Out of the night that covers me,
Black as the pit from pole to pole,
I thank whatever gods may be
For my unconquerable soul.

In the fell clutch of circumstance
I have not winced nor cried aloud.
Under the bludgeonings of chance
My head is bloody, but unbowed.

Beyond this place of wrath and tears
Looms but the Horror of the shade,
And yet the menace of the years
Finds and shall find me unafraid.

It matters not how strait the gate,
How charged with punishments the scroll,
I am the master of my fate,
I am the captain of my soul.


When I was just learning to read, I would sneak out to our farmhouse utility room where my older siblings would have left their school books. When I was in first grade, my oldest sister was a senior in high school, and there would have been a Koyama junior, sophomore, freshman, 9th, 6th, 4th grader and me at 1st grade.

School was a fascinating experience for me—I didn’t know any kid on my first day. Sheri Imer’s mom and my mom knew each other, so they introduced us and we went out to play. Sheri was my first friend in first grade. We remained friends throughout school. She later became my sister-in-law. In first grade Margie Kerrick was so smart she could already tell time—the numbers on the clock were still a mystery to me. We said the Pledge of Allegiance every morning. There was a picture of George Washington in the front of the class. Susan Kerrick (Margie’s cousin) was called on to count to 100. I envied her so much.

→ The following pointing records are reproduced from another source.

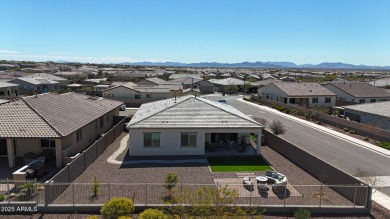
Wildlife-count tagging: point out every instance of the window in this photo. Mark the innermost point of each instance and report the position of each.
(101, 122)
(79, 135)
(46, 143)
(151, 139)
(188, 139)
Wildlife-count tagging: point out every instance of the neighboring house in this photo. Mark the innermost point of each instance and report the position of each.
(64, 123)
(134, 96)
(62, 82)
(204, 87)
(39, 85)
(287, 79)
(73, 75)
(153, 82)
(305, 94)
(357, 92)
(221, 84)
(8, 89)
(382, 83)
(185, 125)
(375, 114)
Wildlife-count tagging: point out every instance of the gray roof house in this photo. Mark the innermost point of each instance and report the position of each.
(62, 123)
(357, 92)
(8, 89)
(37, 84)
(376, 114)
(306, 94)
(188, 125)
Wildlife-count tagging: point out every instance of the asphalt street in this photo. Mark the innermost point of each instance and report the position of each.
(342, 154)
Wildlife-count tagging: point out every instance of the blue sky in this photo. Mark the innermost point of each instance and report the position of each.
(301, 31)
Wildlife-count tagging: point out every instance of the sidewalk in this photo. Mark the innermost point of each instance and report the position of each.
(377, 196)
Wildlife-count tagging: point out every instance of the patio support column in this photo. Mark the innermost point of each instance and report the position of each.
(58, 152)
(258, 145)
(11, 153)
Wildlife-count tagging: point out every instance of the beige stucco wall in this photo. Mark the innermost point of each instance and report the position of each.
(170, 141)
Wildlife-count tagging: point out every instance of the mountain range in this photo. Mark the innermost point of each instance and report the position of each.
(324, 65)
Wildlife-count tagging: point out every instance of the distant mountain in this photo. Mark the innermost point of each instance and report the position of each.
(324, 65)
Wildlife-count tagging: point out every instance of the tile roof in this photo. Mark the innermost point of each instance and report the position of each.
(303, 89)
(19, 120)
(360, 89)
(69, 112)
(378, 108)
(190, 112)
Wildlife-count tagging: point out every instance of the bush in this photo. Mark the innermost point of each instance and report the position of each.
(277, 127)
(152, 214)
(302, 214)
(2, 197)
(117, 207)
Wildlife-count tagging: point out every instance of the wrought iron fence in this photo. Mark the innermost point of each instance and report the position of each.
(152, 194)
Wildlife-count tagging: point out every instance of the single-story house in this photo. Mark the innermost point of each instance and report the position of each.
(186, 125)
(8, 89)
(64, 124)
(223, 84)
(375, 114)
(357, 92)
(134, 96)
(305, 94)
(62, 82)
(37, 84)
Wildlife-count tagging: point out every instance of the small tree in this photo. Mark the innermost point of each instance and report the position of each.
(277, 127)
(170, 182)
(117, 207)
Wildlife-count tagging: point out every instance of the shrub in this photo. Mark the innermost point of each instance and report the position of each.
(152, 214)
(117, 207)
(302, 214)
(277, 127)
(2, 197)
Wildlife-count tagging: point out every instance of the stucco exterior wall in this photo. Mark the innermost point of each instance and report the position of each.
(170, 141)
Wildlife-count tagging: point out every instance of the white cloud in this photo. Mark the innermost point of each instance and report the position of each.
(3, 51)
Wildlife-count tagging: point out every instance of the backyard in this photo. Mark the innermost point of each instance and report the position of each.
(238, 164)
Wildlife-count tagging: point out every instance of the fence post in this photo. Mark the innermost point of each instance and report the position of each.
(320, 195)
(146, 194)
(354, 198)
(109, 191)
(8, 181)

In the front of class there were boxes filled with reading cards. It was the SRA reading program, and there was a race to finish the SRA cards. I can’t remember exactly how the cards worked but after completing a booklet we would go up to Mrs. Fisher and she would check a box next to our names and we could get another booklet. Trying to be the first to finish a series of cards was a great motivator to me. I learned to read as I raced to win.*

We didn’t have a lot of books at home. My mom belonged to a mail order book club where she joined for a dollar and received ten books in the mail. Then she had to pay for a book once a month. She got “The Invisible Man”, “Giant”, and more that I can’t remember. For years she would get Readers Digest Condensed Books, also through the mail, that I would devour in 5th through 12th grades. Mom and Dad bought The World Book Encyclopedias from a door-to-door salesman. The encyclopedias had these amazing acetate pages of the human body that layered muscle onto bones, skin over muscle or you could peel skin off the muscles, muscles off the bones, depending on if you paged forward or backwards.

So, sometimes in the morning, I would sit on top of the cool washer and dryer, forage through my brothers’ and sisters’ books, trying to uncover new reading material. They had these thick literature books—the red one was English Literature, the gray one was American Literature. The books were worn from years of being passed down from class to class. There was a legend about my dad’s signature in a book that showed up in one of my sibling’s class. I would page through these tomes looking for things I could read. Most of it was way above my level—anything with really long sentences I glossed over. But poetry I could get my head around. The sentences were short, rhythmic and flowing, unlike some of the complex prose in lengthy paragraphs.

Invictus was one of the first poems I ever read. The sentences were brief, most of the words (except for “unconquerable” and “bludgeoning”) were easy to sound out, and I thought I understood it, even though I didn’t. When it was my turn to recite a poem in class, I memorized Invictus and read it like a horse plowing through a field.  I was thrilled at the sound of the first lines and believed my soul to be unconquerable.

Now that I am old I realized that sometimes Shit Happens.  But in spite of that, to this day, “I am the master of my fate, I am the captain of my soul”.